The slide in the Netflix share price since the $700 highs back in November last year has been incredibly painful for shareholders, with the shares more than halving in value, and last night's numbers look set to make that pain much worse.
While rising interest rates have made investors much more discerning about valuations, the main streaming platforms had already been coming under pressure from increased competition, with the likes of Disney+, Amazon Prime and Apple TV+ , and these companies are now having to contend with evidence of slowing growth in subscriber numbers, amid rising inflation levels.
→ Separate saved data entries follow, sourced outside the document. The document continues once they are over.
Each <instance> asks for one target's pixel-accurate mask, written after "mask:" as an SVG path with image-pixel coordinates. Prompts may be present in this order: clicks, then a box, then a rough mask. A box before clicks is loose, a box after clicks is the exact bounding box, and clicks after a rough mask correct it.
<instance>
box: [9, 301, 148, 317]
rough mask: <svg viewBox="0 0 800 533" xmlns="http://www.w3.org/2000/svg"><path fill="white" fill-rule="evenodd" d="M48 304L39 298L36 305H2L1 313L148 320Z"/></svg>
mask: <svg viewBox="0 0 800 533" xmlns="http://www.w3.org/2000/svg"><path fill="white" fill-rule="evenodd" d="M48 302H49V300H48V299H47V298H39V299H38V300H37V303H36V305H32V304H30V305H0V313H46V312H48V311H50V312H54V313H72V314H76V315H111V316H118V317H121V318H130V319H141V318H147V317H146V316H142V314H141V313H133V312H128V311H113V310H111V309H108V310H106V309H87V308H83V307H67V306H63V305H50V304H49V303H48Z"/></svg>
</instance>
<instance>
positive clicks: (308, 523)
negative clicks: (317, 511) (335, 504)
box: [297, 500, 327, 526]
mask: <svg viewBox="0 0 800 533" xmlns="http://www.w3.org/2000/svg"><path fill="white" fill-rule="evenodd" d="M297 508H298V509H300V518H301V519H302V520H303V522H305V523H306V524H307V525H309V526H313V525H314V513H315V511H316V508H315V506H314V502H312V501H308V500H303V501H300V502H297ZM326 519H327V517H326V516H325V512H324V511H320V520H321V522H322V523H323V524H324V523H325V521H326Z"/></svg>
This means consumers are likely to look at cutting back on some of their streaming services.
This is already becoming apparent in the UK, where it was reported yesterday that consumers have been cancelling streaming subscriptions to the tune of 1.5m during the first quarter of this year, according to Kantar. This changing trend was reinforced further last night when Netflix reported its first quarterly decline in subscribers in a decade, losing 200,000 customers, against an expectation that it would gain 2.5m, reducing total subscribers from 221.8m to 221.64m.
This wasn’t helped by the company’s withdrawal from Russia, which resulted in the loss of 700,000 customers. Even without that, the company saw paid net additions of 500,000, so the Q1 numbers would have fallen 2m short in any case. If that wasn’t bad enough, Netflix said it expects to lose another 2m subscribers in Q2 against an expectation of +2.4m, sending the shares sharply down in after-hours trading. Netflix says it expects to grow revenues by about 10% year-over-year, with an operating margin of 19%-20%.
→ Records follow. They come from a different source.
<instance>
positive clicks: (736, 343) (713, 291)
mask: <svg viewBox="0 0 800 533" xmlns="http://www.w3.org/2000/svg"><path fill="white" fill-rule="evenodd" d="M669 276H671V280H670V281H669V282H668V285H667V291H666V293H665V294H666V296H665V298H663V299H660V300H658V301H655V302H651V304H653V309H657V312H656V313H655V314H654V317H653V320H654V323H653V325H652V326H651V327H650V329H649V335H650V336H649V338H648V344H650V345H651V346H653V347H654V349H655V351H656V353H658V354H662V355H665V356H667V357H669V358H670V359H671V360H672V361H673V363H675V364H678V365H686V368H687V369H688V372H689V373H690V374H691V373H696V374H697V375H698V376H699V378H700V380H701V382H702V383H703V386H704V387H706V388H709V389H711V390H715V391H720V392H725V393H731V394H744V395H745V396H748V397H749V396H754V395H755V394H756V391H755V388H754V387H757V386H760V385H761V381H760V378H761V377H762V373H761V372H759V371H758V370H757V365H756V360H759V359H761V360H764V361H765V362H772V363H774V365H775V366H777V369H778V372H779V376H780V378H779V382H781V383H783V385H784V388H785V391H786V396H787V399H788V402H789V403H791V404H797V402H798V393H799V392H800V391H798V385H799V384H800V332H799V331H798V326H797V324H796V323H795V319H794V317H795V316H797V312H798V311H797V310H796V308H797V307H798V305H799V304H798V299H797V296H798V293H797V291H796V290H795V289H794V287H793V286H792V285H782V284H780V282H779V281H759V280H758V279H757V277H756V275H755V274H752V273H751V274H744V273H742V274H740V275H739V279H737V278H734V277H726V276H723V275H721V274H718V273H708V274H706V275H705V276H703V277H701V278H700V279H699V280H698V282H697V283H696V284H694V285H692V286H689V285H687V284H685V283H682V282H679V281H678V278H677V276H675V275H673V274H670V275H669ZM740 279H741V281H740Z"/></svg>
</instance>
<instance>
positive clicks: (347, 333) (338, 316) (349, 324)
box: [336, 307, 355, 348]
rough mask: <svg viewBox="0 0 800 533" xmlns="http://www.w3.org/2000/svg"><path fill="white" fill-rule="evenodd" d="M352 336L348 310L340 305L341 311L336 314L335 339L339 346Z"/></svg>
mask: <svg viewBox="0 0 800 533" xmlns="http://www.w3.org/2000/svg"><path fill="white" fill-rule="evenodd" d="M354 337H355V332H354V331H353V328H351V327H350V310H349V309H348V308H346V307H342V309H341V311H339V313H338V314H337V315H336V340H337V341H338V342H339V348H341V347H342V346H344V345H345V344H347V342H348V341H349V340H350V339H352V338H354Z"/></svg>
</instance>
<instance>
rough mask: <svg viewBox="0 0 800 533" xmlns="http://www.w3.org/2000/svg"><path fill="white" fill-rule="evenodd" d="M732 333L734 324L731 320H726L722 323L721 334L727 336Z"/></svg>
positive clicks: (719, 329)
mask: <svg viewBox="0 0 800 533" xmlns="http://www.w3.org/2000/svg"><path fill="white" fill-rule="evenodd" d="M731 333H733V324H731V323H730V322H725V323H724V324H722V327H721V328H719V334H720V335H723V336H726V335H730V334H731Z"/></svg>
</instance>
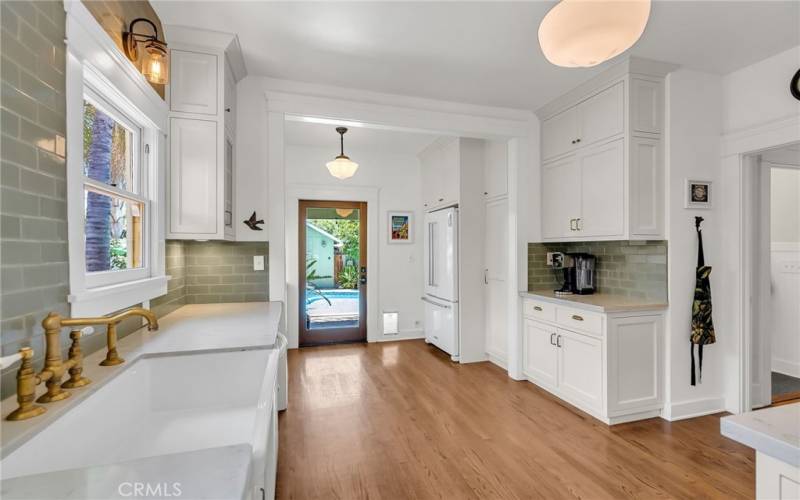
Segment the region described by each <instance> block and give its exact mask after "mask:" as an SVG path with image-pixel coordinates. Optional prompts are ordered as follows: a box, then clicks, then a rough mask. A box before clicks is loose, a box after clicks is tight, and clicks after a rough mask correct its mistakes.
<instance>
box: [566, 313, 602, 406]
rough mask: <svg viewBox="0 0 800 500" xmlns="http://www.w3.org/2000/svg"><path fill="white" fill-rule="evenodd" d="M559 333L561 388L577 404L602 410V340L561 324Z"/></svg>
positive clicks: (568, 396)
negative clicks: (570, 331)
mask: <svg viewBox="0 0 800 500" xmlns="http://www.w3.org/2000/svg"><path fill="white" fill-rule="evenodd" d="M557 334H558V335H557V338H556V343H557V344H558V345H559V347H558V390H559V392H560V393H561V394H563V395H564V397H565V398H567V399H570V400H572V401H574V402H575V403H576V404H580V405H581V406H586V407H587V408H589V409H591V410H595V411H598V412H599V411H602V407H603V348H602V341H601V340H600V339H597V338H594V337H589V336H587V335H581V334H580V333H574V332H570V331H568V330H562V329H560V328H559V329H558V331H557Z"/></svg>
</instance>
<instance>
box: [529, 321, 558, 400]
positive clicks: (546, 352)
mask: <svg viewBox="0 0 800 500" xmlns="http://www.w3.org/2000/svg"><path fill="white" fill-rule="evenodd" d="M524 328H525V337H524V338H523V342H524V344H525V345H524V355H525V356H524V359H523V363H524V372H525V375H527V376H528V377H530V378H531V379H533V380H535V381H536V383H537V384H541V385H542V386H544V387H548V388H555V387H556V385H557V381H558V379H557V376H558V348H557V347H556V346H555V345H554V344H553V342H554V341H555V338H556V330H555V328H553V327H550V326H548V325H545V324H544V323H539V322H537V321H531V320H528V319H526V320H525V326H524Z"/></svg>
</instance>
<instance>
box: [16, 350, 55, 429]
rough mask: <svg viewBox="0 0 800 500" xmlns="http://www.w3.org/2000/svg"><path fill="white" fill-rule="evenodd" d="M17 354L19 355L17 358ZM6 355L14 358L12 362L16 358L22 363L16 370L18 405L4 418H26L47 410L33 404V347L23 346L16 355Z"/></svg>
mask: <svg viewBox="0 0 800 500" xmlns="http://www.w3.org/2000/svg"><path fill="white" fill-rule="evenodd" d="M17 356H19V357H18V358H17ZM6 357H7V358H12V357H13V358H15V359H14V361H13V362H16V361H17V360H18V359H21V360H22V365H20V367H19V372H17V403H19V407H18V408H17V409H16V410H14V411H12V412H11V413H9V415H8V417H6V420H12V421H14V420H27V419H29V418H32V417H35V416H37V415H41V414H42V413H44V412H45V411H47V410H46V409H45V408H44V407H43V406H39V405H35V404H33V400H34V398H36V373H35V372H34V371H33V361H32V359H33V349H31V348H30V347H23V348H21V349H20V350H19V352H18V353H17V354H16V355H12V356H6ZM13 362H12V363H13Z"/></svg>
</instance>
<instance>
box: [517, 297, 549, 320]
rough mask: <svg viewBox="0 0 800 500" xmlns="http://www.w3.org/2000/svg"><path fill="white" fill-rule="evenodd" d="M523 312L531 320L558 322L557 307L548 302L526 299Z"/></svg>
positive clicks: (522, 308)
mask: <svg viewBox="0 0 800 500" xmlns="http://www.w3.org/2000/svg"><path fill="white" fill-rule="evenodd" d="M522 311H523V314H524V315H525V316H527V317H529V318H537V319H543V320H545V321H555V320H556V306H554V305H553V304H548V303H547V302H539V301H535V300H528V299H525V300H524V301H523V304H522Z"/></svg>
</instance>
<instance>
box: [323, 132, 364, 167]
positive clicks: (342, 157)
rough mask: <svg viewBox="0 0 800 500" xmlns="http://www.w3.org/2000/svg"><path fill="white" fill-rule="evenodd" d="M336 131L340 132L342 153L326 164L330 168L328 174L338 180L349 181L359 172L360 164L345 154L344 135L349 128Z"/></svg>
mask: <svg viewBox="0 0 800 500" xmlns="http://www.w3.org/2000/svg"><path fill="white" fill-rule="evenodd" d="M336 131H337V132H339V140H340V145H341V148H342V149H341V153H340V154H339V156H337V157H336V158H335V159H334V160H333V161H329V162H328V163H326V164H325V166H326V167H328V172H330V173H331V175H332V176H334V177H336V178H337V179H349V178H350V177H352V176H353V174H355V173H356V170H358V163H356V162H354V161H353V160H351V159H350V158H348V157H347V156H346V155H345V154H344V134H345V132H347V128H345V127H336Z"/></svg>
The headline numbers saw profit come in at $3.53 a share, well above expectations of $2.91, while revenue came in at $7.87bn, slightly below expectations of $7.95bn.
This slowdown in subscriber growth isn’t likely to be confined to Netflix either, given the rising cost of living, which means content is going to become even more important than it is now. It’s certainly an area which Disney+ appears to be making good strides in, with the addition of Star to its streaming platform.
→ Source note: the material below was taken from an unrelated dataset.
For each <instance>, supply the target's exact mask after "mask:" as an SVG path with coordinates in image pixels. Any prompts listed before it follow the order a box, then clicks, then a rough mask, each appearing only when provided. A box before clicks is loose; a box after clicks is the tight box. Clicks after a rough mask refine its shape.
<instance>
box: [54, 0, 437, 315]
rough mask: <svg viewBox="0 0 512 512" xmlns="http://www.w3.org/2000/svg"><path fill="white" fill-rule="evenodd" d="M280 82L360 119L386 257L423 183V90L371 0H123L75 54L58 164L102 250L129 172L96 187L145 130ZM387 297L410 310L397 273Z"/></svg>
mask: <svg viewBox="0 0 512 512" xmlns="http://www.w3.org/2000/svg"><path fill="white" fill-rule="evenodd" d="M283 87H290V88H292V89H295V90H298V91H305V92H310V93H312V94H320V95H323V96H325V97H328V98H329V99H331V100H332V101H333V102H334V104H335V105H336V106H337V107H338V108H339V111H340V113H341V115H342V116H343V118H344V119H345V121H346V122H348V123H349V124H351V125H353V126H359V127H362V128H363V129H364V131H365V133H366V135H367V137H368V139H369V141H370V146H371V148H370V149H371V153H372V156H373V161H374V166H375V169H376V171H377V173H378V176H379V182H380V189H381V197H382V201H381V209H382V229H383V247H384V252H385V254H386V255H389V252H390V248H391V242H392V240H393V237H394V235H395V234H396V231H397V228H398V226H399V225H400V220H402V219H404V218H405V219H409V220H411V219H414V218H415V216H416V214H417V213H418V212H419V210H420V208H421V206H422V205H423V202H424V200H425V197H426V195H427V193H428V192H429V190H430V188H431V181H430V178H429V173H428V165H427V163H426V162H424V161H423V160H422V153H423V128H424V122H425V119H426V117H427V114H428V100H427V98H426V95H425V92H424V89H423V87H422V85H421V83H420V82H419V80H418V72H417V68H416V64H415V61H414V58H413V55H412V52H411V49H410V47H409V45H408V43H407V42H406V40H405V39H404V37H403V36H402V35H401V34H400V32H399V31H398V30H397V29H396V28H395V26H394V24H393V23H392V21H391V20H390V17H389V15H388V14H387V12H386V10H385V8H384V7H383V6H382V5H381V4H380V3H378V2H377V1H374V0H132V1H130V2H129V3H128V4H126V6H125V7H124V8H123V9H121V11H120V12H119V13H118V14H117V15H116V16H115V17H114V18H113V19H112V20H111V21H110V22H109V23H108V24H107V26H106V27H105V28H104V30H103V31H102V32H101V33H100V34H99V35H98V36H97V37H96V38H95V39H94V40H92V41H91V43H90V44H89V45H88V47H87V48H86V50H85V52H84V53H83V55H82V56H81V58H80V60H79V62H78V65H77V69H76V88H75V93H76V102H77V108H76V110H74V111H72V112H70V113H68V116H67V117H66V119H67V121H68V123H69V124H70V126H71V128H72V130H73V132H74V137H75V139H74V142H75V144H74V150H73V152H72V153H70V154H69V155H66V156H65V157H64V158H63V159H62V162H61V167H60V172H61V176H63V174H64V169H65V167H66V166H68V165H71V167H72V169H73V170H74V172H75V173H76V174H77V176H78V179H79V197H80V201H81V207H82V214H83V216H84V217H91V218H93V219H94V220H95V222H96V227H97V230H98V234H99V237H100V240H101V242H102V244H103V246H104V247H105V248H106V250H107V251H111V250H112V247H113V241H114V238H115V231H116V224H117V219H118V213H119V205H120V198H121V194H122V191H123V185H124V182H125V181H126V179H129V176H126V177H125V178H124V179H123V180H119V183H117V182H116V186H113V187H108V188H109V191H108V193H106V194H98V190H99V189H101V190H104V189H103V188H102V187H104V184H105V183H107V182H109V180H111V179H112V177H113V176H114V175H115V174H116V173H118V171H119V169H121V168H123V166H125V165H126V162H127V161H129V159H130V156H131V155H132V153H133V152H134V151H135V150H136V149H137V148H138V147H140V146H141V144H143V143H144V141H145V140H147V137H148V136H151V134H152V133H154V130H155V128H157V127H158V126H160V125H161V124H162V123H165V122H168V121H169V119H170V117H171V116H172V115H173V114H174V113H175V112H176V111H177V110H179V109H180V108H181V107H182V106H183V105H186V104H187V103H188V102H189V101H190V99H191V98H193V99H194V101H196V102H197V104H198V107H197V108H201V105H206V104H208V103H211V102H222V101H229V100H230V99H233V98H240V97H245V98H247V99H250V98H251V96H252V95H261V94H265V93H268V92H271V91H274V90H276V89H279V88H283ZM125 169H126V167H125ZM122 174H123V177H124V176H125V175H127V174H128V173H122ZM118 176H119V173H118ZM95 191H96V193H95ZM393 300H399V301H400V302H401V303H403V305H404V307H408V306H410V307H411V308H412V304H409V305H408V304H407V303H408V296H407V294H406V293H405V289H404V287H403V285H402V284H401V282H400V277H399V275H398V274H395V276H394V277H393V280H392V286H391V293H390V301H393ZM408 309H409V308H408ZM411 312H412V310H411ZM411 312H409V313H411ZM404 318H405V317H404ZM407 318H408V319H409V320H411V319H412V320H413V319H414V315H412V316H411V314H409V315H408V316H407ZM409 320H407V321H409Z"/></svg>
In an effort to improve revenue, Netflix has said it is looking at cracking down on password sharing, which it estimates is being abused to the tune of an estimated 100m+ households using another household account. The company also needs to improve the way it monetises its international market revenue. Netflix says that its currently producing films and TV in more than 50 countries, with three out of its six most popular TV seasons using non-English language titles, and yet it refuses to hedge its FX exposure, where a stronger US dollar is currently acting as a drag on revenue. The company has been diversifying its business model into gaming; however, any gains here have been incremental, and could take a while to reap the benefits.
Despite yesterday’s disappointing Q1 update Netflix remains the number one streaming company, with a still fairly low churn rate. Nonetheless the biggest challenge going forward will not just be a more intensive landscape competition wise, but also the rising cost of living, as well as starting to hit critical mass in some of its key markets. This in turn will prompt a sharp reassessment of future subscriber growth estimates across the sector, with Disney, Apple TV+ and Amazon Prime expected to come under similar scrutiny in the days ahead, although at least on their part they have other revenue streams to fall back on.
Netflix has no such buffer and will be hoping that it remains the consumer streaming option of choice as the squeeze on the consumer intensifies. As investors digest yesterday’s surprise earnings miss, the altogether bigger question is, have we hit peak Netflix?